Adds Langfuse v4 reserved trace attributes (langfuse_session_id,
langfuse_user_id, langfuse_trace_name, langfuse_tags) to
RunnableConfig.metadata inside the run worker, so the langchain
CallbackHandler can lift them onto the root trace.

- New deerflow.tracing.metadata.build_langfuse_trace_metadata() returns
  the reserved keys when Langfuse is in the enabled providers, else {}.
- worker.run_agent merges them with setdefault so caller-supplied keys
  win, allowing per-request overrides from upstream metadata.
- session_id mirrors the LangGraph thread_id; user_id reads
  get_effective_user_id() (falls back to "default" in no-auth mode).
- trace_name defaults to "lead-agent"; tags carry env and model name
  when DEER_FLOW_ENV (or ENVIRONMENT) and a model name are present.

Closes #2930

* fix(tracing): attach Langfuse callback at graph root so metadata propagates

The first commit injected ``langfuse_session_id`` / ``langfuse_user_id`` /
``langfuse_trace_name`` / ``langfuse_tags`` into ``RunnableConfig.metadata``,
but on ``main`` the Langfuse callback is attached at *model* level
(``models/factory.py``). LangChain still threads ``parent_run_id`` through
the contextvar, so the handler sees the model as a nested observation and
``__on_llm_action`` strips the ``langfuse_*`` keys
(``keep_langfuse_trace_attributes=False``). The trace's top-level
``sessionId`` / ``userId`` therefore stayed empty in deer-flow's LangGraph
runtime — confirmed live against a real Langfuse instance.
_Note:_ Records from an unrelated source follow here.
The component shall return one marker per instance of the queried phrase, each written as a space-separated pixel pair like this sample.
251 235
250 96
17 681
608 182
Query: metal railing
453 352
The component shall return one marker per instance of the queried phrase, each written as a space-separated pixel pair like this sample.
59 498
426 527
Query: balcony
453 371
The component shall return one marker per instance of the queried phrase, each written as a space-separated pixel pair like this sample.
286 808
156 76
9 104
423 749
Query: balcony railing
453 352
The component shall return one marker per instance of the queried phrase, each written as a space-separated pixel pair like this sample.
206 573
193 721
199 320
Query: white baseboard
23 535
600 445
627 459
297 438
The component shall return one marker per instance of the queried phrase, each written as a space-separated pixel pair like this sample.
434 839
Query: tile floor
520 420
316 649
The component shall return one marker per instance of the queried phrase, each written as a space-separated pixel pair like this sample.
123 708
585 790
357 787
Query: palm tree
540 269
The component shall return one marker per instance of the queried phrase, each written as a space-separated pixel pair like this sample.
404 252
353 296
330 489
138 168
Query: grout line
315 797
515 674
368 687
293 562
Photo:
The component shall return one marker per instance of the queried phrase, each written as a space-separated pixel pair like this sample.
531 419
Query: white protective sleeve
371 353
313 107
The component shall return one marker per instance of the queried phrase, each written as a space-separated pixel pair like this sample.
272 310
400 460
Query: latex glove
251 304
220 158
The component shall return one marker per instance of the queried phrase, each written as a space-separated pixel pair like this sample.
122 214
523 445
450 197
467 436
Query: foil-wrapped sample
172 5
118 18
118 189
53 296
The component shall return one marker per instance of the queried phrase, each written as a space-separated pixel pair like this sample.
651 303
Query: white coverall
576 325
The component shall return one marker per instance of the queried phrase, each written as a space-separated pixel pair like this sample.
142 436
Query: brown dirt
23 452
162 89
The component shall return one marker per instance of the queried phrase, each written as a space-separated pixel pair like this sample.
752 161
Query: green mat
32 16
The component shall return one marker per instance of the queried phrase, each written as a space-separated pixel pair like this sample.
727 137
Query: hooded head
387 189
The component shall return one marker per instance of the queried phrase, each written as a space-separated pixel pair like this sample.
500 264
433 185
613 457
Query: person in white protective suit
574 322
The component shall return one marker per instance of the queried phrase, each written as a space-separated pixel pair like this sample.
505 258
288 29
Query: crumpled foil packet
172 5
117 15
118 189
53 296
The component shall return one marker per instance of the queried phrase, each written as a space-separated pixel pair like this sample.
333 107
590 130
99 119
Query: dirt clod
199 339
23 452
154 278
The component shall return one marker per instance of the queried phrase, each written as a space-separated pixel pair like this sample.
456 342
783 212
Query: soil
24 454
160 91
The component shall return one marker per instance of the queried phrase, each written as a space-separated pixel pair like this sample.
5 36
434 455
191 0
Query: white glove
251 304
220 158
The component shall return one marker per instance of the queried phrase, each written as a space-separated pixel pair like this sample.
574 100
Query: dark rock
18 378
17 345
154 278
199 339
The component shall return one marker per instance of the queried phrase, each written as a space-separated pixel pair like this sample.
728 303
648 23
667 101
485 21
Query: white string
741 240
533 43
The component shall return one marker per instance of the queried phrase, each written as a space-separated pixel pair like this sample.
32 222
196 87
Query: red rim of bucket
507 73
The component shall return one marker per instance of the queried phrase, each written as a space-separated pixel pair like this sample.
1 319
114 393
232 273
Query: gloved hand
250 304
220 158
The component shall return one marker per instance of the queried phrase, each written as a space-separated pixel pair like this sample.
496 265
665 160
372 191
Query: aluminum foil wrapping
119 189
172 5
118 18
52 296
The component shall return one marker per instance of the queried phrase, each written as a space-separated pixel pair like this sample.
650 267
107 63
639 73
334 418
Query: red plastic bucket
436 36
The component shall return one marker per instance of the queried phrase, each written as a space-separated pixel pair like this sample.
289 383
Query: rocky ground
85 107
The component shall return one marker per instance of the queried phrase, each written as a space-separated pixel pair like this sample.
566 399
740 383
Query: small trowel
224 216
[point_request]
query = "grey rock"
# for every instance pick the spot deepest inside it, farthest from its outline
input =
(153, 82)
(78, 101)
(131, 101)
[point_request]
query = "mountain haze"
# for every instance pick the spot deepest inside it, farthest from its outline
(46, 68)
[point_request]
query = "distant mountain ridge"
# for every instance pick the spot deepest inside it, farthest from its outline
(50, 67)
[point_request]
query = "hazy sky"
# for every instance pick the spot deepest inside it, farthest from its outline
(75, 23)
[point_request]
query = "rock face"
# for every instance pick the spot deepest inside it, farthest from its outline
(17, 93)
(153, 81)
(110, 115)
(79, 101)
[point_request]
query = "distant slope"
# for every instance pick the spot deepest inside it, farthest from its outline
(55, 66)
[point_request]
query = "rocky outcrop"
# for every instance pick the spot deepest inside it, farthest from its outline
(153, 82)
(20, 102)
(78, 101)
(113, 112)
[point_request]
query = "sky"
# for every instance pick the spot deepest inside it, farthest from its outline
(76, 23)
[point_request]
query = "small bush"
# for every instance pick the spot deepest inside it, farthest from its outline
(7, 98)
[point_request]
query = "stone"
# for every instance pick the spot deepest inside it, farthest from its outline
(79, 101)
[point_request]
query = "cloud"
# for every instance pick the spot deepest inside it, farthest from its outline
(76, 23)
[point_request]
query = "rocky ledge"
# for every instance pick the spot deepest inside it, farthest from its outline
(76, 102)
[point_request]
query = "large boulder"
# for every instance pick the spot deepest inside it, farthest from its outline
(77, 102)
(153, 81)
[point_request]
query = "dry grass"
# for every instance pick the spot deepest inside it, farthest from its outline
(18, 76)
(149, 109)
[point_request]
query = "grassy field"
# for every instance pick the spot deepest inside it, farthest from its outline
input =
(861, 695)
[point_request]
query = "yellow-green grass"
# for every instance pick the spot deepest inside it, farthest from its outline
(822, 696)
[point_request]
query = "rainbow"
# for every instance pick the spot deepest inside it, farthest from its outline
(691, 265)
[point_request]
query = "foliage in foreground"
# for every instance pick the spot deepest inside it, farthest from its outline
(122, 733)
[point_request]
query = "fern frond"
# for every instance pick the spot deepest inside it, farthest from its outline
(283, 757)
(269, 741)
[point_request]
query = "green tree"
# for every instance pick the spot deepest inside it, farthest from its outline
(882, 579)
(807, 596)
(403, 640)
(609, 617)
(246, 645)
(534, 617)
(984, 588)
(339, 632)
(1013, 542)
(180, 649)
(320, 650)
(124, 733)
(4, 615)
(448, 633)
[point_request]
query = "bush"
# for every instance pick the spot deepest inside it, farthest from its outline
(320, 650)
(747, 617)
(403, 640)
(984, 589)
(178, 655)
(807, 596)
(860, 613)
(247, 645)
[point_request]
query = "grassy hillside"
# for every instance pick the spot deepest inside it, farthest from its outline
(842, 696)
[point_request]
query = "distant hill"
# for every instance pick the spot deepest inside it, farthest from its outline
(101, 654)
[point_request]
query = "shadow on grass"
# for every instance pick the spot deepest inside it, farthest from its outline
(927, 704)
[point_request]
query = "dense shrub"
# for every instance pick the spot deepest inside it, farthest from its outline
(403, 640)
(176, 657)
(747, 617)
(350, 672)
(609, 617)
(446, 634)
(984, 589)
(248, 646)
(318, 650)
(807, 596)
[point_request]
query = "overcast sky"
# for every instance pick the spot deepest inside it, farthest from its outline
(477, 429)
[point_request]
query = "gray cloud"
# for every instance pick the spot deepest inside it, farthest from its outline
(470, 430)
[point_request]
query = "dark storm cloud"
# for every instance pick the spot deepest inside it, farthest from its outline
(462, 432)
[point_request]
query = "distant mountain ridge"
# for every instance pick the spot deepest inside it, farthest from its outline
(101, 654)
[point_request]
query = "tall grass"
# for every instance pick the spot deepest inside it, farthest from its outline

This commit moves the callback to the **graph invocation root** so the
handler fires ``on_chain_start(parent_run_id=None)`` and runs the
``propagate_attributes`` path that actually lifts ``session_id`` /
``user_id`` onto the trace:

- ``models/factory.py``: add ``attach_tracing`` keyword (default ``True``)
  so standalone callers (``MemoryUpdater``, etc.) keep their direct
  model-level tracing.
- ``agents/lead_agent/agent.py``: call ``build_tracing_callbacks()`` once
  inside ``_make_lead_agent`` and append the result to
  ``config["callbacks"]``; the four in-graph ``create_chat_model`` sites
  (bootstrap, default agent, sync + async summarization) pass
  ``attach_tracing=False`` to avoid duplicate spans.
- ``agents/middlewares/title_middleware.py``: same ``attach_tracing=False``
  for the title-generation model, since it inherits the graph's
  RunnableConfig via ``_get_runnable_config``.

Test updates:

- ``tests/test_lead_agent_model_resolution.py`` and
  ``tests/test_title_middleware_core_logic.py``: extend the fake
  ``create_chat_model`` signatures / mock assertions to accept the new
  ``attach_tracing`` kwarg.
- ``tests/test_worker_langfuse_metadata.py``: switch the no-user fallback
  test from direct ContextVar mutation to ``monkeypatch.setattr`` on
  ``get_effective_user_id`` to avoid pollution across the langfuse OTel
  global tracer provider.
- ``tests/conftest.py``: add an autouse fixture that resets
  ``deerflow.config.title_config._title_config`` to its pristine default
  after every test. Any test that loads the real ``config.yaml`` (via
  ``get_app_config()``) calls ``load_title_config_from_dict`` and mutates
  the module-level singleton, which previously poisoned the
  title-middleware suite when run after, e.g., the new
  ``test_worker_langfuse_metadata.py`` cases. The fixture is independent
  of this PR's main change but unblocks the cross-file test run.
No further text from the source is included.